A l'heure actuelle, rappelle Science dans un
article qu'elle consacre spécialement -un fait rare- aux aspects
légaux de la chose, la loi américaine interdit l'usage
de fonds publics pour des recherches "sur des tissus dérivés
d'embryons humains". Ce qui, on suppose -mais cela reste sujet à
interprétation- éliminerait les recherches sur ces cellules
souches. Mais la loi ne dit rien des fonds provenant de compagnies privées...
Et on ne peut s'empêcher de noter cette partie du reportage
du réseau ABC, où le président de la compagnie
de biotechnologie californienne Geron Corp. -qui a financé en partie
les deux recherches, en plus de se réserver les droits exclusifs
sur l'exploitation commerciale des travaux du Dr James Thomson- associe
la (peut-être) future industrie des cellules souches à une
industrie de l'ordre du milliard de dollars: chaque année, plus de
100 000 Américains meurent à cause du mauvais fonctionnement
d'un organe ou d'une perte de tissus; 10 millions subissent une chirurgie
pour un de ces problèmes.
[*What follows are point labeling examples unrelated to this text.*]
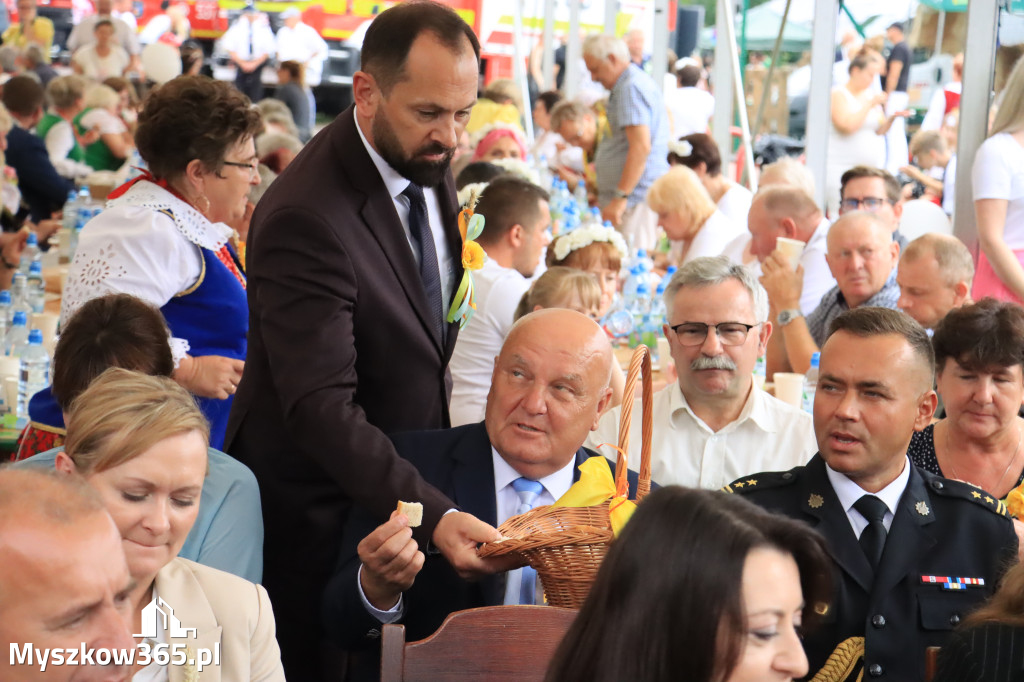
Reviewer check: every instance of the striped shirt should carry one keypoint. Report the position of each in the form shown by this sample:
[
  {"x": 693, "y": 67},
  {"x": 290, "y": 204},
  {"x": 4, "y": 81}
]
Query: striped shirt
[
  {"x": 635, "y": 100},
  {"x": 833, "y": 304}
]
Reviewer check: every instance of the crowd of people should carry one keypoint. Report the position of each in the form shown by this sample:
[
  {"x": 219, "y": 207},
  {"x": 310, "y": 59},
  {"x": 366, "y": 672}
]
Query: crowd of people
[{"x": 270, "y": 336}]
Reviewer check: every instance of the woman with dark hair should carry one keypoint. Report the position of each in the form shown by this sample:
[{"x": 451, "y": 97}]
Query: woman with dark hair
[
  {"x": 163, "y": 237},
  {"x": 699, "y": 153},
  {"x": 979, "y": 355},
  {"x": 725, "y": 601},
  {"x": 989, "y": 646}
]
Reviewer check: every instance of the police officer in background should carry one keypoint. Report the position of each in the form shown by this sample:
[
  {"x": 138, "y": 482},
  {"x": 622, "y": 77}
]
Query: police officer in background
[{"x": 913, "y": 553}]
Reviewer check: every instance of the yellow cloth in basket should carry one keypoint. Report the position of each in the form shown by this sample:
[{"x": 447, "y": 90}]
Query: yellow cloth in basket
[{"x": 596, "y": 485}]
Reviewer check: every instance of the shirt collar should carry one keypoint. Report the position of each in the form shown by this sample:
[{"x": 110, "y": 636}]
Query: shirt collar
[
  {"x": 878, "y": 298},
  {"x": 848, "y": 492},
  {"x": 393, "y": 180},
  {"x": 555, "y": 483},
  {"x": 755, "y": 409}
]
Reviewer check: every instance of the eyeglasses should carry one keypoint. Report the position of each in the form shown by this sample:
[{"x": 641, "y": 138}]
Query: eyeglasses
[
  {"x": 730, "y": 334},
  {"x": 869, "y": 204},
  {"x": 253, "y": 166}
]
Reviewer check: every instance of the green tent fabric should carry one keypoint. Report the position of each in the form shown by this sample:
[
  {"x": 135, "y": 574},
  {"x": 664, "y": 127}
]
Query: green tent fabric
[
  {"x": 762, "y": 29},
  {"x": 961, "y": 5}
]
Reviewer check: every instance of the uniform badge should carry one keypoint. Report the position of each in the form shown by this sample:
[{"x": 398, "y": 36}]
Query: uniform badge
[{"x": 953, "y": 583}]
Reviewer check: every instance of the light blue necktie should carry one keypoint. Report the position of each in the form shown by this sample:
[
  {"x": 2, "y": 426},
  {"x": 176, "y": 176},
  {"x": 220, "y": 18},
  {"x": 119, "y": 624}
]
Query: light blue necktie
[{"x": 527, "y": 491}]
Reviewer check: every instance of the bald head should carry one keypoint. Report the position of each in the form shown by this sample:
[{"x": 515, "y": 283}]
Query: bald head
[
  {"x": 863, "y": 223},
  {"x": 861, "y": 255},
  {"x": 780, "y": 210},
  {"x": 548, "y": 390},
  {"x": 564, "y": 331}
]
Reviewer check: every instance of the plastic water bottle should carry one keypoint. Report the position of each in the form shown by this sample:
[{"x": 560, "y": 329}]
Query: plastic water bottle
[
  {"x": 811, "y": 384},
  {"x": 17, "y": 336},
  {"x": 580, "y": 195},
  {"x": 640, "y": 309},
  {"x": 617, "y": 322},
  {"x": 760, "y": 372},
  {"x": 35, "y": 293},
  {"x": 5, "y": 312},
  {"x": 31, "y": 254},
  {"x": 19, "y": 297},
  {"x": 34, "y": 374}
]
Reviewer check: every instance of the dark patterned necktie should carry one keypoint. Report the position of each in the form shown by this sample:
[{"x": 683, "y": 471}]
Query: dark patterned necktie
[{"x": 419, "y": 225}]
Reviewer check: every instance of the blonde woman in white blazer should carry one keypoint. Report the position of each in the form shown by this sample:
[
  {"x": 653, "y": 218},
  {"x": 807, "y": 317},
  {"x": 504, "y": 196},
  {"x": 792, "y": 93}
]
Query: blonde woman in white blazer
[{"x": 141, "y": 442}]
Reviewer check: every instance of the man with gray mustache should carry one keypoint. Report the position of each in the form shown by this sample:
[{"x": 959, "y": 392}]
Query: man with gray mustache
[{"x": 715, "y": 424}]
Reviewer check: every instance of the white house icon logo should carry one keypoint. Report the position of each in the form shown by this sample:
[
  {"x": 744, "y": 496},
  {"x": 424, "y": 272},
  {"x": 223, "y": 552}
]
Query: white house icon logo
[{"x": 158, "y": 614}]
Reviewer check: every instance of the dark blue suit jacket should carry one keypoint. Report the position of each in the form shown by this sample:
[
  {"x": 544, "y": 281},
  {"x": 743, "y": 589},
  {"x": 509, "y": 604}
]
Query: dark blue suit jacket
[
  {"x": 459, "y": 463},
  {"x": 42, "y": 187}
]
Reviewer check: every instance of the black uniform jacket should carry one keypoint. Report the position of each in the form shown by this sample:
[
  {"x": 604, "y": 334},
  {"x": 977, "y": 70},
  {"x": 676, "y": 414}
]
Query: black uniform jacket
[{"x": 941, "y": 529}]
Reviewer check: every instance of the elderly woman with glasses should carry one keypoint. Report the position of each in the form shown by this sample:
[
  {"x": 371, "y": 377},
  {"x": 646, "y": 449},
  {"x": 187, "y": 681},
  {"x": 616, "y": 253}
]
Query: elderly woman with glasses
[{"x": 163, "y": 238}]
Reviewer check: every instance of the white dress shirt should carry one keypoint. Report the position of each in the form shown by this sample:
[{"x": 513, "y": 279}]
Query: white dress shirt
[
  {"x": 555, "y": 485},
  {"x": 133, "y": 248},
  {"x": 768, "y": 435},
  {"x": 396, "y": 184},
  {"x": 236, "y": 39},
  {"x": 498, "y": 293},
  {"x": 848, "y": 494},
  {"x": 304, "y": 45},
  {"x": 83, "y": 34}
]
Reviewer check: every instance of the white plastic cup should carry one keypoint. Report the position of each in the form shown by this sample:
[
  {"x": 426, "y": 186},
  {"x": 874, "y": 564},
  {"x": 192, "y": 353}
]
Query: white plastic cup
[
  {"x": 791, "y": 249},
  {"x": 790, "y": 387},
  {"x": 10, "y": 392},
  {"x": 664, "y": 353}
]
Les coûts dépassent le milliard.
Des "cultures de cellules souches" pourraient en conséquence
-c'est le rêve ultime- pallier à tout cela, en fabriquant littéralement
sur demande des organes ou des tissus humains.
Ce n'est pas pour tout de suite. Mais c'est beaucoup plus près
qu'on ne l'aurait cru. Selon John Gearhart, de l'Université John
Hopkins, l'utilisation pratique de cette technique à une grande échelle
est à cinq, peut-être dix années, dans le futur.